Le ministre de la Justice Guillaume Ngefa affirme avoir renforcé la lutte contre la corruption, la spoliation des biens publics et privés ainsi que les atteintes à l’État de droit au cours de l’année 2025. En effet, 324 magistrats ont été suspendus pour des faits de corruption ou de spoliation, tandis qu’un avocat inscrit au barreau de la Gombe a été radié pour avoir illégalement dépossédé une mère de famille de son habitation.
Ces annonces ont été faites lors d’un briefing spécial tenu jeudi 8 janvier, conjointement avec le ministre de la Communication et Médias, Patrick Muyaya. Guillaume Ngefa a mis en évidence les réformes engagées depuis sa prise de fonctions, qu’il inscrit dans une approche qu’il qualifie de « proximité avec la population ».
« Depuis ma prise de fonctions, j’ai imposé une méthode claire. D’abord, une concertation interinstitutionnelle, parce que c’est important lorsque vous êtes dans le secteur de la justice. Vous devez aussi avoir cette concertation interinstitutionnelle et également interministérielle, car dans le cadre de la solidarité gouvernementale, j’ai régulièrement des réunions sur les aspects qui concernent la justice avec mes collègues. Je m’étais dit que j’étais le ministre de proximité. Donc, il fallait être en proximité avec les populations, car nous sommes redevables devant elles et aussi vis-à-vis de l’administration (…). Sur le plan disciplinaire, plusieurs dénonciations émanant de justiciables et d’avocats ont été traitées. Nous avons reçu 324 dossiers ouverts à charge des magistrats, dont certains ont été condamnés à des peines disciplinaires et d’autres condamnés au pénal. », a-t-il déclaré.

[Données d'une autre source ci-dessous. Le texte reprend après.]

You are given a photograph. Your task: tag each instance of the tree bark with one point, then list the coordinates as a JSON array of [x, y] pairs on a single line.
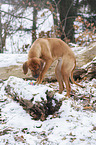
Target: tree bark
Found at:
[[1, 50], [66, 17], [34, 25]]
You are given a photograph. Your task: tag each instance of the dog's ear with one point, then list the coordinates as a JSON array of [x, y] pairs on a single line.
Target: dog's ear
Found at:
[[41, 63], [25, 67]]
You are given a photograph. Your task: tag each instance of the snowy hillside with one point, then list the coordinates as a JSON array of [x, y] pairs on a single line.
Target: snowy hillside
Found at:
[[72, 125]]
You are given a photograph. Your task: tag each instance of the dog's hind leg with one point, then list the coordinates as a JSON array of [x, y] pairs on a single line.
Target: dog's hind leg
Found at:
[[66, 68], [59, 75]]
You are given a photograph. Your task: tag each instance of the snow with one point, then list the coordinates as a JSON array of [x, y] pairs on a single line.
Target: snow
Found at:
[[12, 59], [72, 127]]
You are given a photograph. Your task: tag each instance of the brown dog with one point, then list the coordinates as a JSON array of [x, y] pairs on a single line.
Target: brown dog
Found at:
[[42, 54]]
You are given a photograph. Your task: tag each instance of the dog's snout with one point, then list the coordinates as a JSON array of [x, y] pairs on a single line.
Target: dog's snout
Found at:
[[36, 76]]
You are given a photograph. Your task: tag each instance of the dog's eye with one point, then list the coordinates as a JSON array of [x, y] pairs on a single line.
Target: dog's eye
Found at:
[[32, 70], [37, 69]]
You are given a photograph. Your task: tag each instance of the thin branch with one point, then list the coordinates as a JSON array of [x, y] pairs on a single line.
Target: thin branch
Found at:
[[16, 16], [67, 15]]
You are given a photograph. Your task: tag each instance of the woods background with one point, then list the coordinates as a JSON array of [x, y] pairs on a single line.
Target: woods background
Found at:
[[73, 21]]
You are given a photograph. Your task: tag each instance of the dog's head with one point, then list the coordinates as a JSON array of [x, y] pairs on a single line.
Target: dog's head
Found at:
[[35, 65]]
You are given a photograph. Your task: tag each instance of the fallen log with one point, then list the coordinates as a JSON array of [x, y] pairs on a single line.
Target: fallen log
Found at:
[[39, 110]]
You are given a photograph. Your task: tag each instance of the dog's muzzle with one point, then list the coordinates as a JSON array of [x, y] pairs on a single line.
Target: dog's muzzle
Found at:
[[36, 76]]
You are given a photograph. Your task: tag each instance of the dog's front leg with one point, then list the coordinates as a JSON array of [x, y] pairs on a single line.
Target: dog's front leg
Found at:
[[46, 67]]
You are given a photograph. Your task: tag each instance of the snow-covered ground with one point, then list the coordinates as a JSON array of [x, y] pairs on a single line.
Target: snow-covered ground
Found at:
[[72, 127]]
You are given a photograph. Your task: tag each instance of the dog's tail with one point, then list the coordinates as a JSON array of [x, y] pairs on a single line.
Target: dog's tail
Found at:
[[73, 79]]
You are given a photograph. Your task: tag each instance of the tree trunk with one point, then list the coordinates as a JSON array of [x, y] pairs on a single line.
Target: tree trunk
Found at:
[[1, 50], [34, 25], [66, 18]]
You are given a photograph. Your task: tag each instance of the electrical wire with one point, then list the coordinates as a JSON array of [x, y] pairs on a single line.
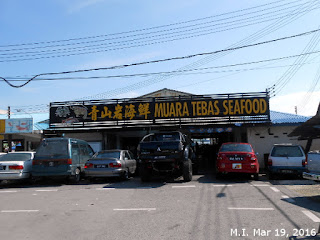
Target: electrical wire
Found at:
[[156, 27], [299, 12], [162, 60], [184, 72], [157, 39]]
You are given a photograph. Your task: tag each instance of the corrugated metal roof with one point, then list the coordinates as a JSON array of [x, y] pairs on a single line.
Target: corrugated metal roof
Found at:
[[280, 118]]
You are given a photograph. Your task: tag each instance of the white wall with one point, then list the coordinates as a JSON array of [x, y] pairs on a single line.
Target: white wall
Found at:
[[263, 138]]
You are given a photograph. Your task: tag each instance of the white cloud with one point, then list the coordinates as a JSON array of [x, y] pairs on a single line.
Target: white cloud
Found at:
[[287, 103]]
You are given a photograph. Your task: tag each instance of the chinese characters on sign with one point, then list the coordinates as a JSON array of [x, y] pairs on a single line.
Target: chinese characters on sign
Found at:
[[127, 111]]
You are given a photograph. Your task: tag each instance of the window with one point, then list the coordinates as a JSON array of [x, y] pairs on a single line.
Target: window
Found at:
[[126, 155], [53, 149], [16, 157], [115, 154], [286, 151], [236, 148]]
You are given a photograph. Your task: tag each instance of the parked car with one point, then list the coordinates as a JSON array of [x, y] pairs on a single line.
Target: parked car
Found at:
[[61, 157], [111, 163], [237, 158], [313, 167], [166, 153], [16, 165], [286, 159]]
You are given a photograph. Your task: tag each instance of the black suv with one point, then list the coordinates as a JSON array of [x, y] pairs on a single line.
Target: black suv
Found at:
[[166, 153]]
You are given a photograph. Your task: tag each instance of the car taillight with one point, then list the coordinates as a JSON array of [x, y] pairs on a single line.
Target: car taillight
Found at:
[[16, 167], [116, 165], [252, 157], [304, 162], [88, 165]]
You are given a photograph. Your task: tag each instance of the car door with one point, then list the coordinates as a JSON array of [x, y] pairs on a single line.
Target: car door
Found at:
[[129, 161], [75, 154]]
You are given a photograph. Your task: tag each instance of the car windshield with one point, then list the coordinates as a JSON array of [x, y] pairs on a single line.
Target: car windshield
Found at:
[[53, 149], [286, 151], [166, 137], [115, 154], [16, 157], [236, 148]]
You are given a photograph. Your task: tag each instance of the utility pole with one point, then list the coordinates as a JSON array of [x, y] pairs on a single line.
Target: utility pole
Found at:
[[9, 135]]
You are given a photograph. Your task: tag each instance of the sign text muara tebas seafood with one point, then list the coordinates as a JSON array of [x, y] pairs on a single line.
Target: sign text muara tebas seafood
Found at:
[[153, 109]]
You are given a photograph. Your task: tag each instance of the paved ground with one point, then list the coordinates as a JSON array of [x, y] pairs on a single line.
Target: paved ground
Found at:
[[205, 208]]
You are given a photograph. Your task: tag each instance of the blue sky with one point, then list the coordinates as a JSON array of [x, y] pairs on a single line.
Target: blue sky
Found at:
[[36, 26]]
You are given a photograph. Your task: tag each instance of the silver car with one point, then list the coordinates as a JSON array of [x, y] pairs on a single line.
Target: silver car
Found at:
[[111, 163], [16, 165]]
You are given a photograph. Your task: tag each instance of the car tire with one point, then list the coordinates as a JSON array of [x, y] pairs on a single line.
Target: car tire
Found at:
[[125, 175], [76, 177], [145, 176], [218, 175], [271, 176], [187, 171]]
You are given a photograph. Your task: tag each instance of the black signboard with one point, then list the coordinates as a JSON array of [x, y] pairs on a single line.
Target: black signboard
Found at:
[[153, 109]]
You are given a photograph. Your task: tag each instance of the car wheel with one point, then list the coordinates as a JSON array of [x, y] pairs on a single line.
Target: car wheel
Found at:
[[271, 176], [144, 175], [218, 175], [125, 175], [76, 177], [187, 171]]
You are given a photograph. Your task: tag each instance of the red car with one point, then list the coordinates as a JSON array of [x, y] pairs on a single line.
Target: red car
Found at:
[[237, 158]]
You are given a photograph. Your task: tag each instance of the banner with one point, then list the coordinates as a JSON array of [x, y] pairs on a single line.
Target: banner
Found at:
[[19, 125], [154, 110]]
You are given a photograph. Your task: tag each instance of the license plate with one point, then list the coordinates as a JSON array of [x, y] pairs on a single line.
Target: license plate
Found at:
[[236, 166], [101, 166]]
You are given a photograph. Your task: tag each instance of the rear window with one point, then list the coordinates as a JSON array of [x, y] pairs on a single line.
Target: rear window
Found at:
[[107, 155], [236, 148], [286, 151], [58, 149], [16, 157]]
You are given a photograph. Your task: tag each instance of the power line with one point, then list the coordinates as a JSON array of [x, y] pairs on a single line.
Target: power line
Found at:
[[151, 28], [297, 13], [151, 40], [17, 79], [162, 60]]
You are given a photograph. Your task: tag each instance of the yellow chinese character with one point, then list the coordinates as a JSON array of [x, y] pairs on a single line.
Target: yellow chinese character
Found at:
[[144, 109], [130, 112], [118, 112], [106, 113], [94, 113]]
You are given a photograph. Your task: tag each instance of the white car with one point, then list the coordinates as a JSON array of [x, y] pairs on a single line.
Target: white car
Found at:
[[16, 165], [286, 159]]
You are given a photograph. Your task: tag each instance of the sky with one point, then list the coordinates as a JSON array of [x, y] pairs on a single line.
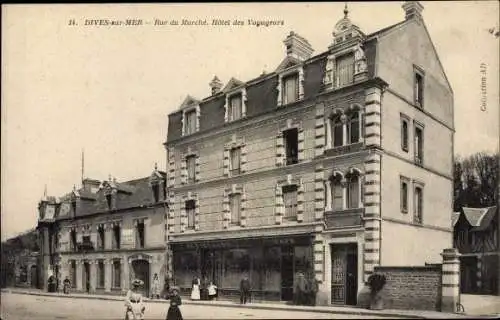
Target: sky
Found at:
[[108, 90]]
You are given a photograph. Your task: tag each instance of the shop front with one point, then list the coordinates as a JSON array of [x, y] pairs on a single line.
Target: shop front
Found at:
[[270, 264]]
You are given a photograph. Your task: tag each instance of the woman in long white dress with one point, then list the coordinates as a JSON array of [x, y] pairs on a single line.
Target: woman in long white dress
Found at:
[[195, 291]]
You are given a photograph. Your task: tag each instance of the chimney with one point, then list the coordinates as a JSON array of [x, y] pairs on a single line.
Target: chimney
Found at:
[[413, 9], [297, 47], [91, 185], [215, 85]]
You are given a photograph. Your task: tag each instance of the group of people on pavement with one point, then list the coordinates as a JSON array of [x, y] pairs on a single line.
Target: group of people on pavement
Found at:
[[134, 296], [305, 289], [203, 289]]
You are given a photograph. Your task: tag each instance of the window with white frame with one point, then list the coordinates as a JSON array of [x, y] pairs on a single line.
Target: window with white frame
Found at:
[[290, 88], [190, 122], [345, 70], [290, 201], [235, 107], [353, 190], [404, 133], [100, 274], [353, 127], [336, 189], [117, 272], [418, 204], [419, 144], [190, 212], [235, 206], [191, 168], [235, 161], [338, 131], [404, 194], [418, 92]]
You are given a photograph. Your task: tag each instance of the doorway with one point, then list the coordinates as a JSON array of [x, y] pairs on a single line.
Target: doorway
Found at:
[[34, 276], [86, 277], [344, 283], [140, 270], [287, 273]]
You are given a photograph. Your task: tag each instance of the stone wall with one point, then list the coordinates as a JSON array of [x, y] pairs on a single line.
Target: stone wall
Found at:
[[412, 287]]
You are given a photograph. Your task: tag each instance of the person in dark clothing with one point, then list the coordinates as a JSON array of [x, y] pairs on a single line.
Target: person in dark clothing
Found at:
[[244, 290], [66, 285], [204, 288], [174, 313]]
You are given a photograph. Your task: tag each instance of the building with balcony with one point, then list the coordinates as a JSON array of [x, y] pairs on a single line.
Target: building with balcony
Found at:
[[106, 234], [475, 235], [330, 165]]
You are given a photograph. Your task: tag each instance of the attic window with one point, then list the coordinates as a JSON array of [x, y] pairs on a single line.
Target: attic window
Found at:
[[190, 122]]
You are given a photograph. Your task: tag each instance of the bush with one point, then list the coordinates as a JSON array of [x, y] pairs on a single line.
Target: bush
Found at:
[[376, 282]]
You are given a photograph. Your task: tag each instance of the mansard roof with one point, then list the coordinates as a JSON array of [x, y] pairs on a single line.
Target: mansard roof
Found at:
[[478, 218]]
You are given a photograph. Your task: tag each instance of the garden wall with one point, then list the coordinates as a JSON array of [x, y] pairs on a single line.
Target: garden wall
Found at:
[[412, 287]]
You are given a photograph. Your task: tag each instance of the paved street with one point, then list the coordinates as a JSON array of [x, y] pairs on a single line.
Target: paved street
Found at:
[[19, 306]]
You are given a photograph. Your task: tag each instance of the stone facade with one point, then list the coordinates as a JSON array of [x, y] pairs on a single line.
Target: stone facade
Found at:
[[107, 233], [338, 146]]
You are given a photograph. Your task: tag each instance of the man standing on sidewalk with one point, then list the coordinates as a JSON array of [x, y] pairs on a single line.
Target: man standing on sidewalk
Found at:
[[244, 289]]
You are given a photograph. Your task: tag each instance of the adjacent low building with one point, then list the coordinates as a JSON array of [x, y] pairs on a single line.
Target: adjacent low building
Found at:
[[106, 234], [476, 237]]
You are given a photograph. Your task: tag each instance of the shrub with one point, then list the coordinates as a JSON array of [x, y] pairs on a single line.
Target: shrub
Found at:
[[376, 282]]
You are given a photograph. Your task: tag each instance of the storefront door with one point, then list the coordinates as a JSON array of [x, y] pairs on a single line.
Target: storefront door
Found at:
[[344, 273], [286, 273]]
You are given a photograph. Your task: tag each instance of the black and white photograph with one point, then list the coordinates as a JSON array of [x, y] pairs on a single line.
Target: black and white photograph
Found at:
[[291, 160]]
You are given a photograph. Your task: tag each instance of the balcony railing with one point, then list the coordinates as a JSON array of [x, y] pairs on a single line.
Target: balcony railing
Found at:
[[344, 218]]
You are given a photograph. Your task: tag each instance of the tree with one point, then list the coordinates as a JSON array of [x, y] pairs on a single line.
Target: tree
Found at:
[[476, 180]]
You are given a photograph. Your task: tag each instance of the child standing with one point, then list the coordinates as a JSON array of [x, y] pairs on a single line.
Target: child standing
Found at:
[[212, 291], [174, 313]]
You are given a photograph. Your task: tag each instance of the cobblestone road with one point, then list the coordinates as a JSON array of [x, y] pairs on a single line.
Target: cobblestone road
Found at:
[[19, 306]]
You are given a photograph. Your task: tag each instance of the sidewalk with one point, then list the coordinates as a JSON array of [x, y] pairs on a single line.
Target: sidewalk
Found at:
[[412, 314]]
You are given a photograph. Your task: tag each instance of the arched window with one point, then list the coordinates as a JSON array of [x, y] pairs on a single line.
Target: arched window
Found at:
[[353, 190], [353, 128], [336, 192], [337, 131]]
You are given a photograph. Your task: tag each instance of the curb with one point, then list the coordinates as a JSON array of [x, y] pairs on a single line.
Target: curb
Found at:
[[231, 305]]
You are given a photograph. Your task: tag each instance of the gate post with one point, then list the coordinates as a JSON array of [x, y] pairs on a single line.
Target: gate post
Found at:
[[450, 280]]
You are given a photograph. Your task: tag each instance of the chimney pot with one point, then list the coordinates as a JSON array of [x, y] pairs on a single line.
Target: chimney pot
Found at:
[[215, 85], [413, 9]]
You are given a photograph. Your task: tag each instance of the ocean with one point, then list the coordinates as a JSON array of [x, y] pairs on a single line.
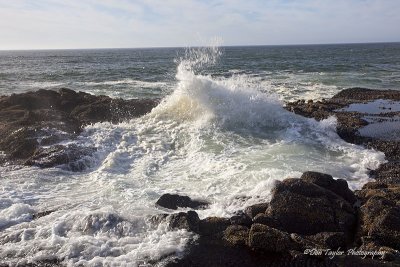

Il a également évoqué des échanges avec les bâtonniers afin de sanctionner les avocats impliqués dans des réseaux criminels. Guillaume Ngefa a par ailleurs affirmé avoir pris une dizaine « d’injonctions emblématiques », adressées aussi bien aux juridictions civiles que militaires, visant la poursuite des auteurs de crimes, y compris parmi des personnalités longtemps perçues comme intouchables.

Sur le plan carcéral, ce membre du gouvernement a fait état d’un tri rigoureux dans l’examen des demandes de liberté provisoire : sur 800 requêtes introduites, seules 270 ont été jugées recevables. Une approche qu’il présente comme fondée sur « la justice et le bon sens ».
Dans le cadre du renforcement de l’appareil judiciaire, le ministère de la Justice indique avoir formé et déployé 100 officiers de police judiciaire à travers le pays. Leur mission consiste notamment à garantir la légalité, la crédibilité et l’authenticité des actes et documents délivrés par l’administration judiciaire.
Concernant la lutte contre le banditisme urbain, notamment le phénomène des « Kuluna », Guillaume Ngefa a plaidé pour une stratégie globale. Il a cité l’opération « Ndobo », qui aurait permis l’arrestation de près de 500 présumés bandits, actuellement jugés en audiences foraines depuis le 8 janvier.
Pour le ministre d’État, la réforme du secteur judiciaire est appelée à être « longue, lente et constante », mais indispensable pour restaurer la confiance des citoyens. Si les autorités mettent en avant des avancées notables, la consolidation d’un système judiciaire plus transparent et efficace reste toutefois un chantier de long terme en RDC.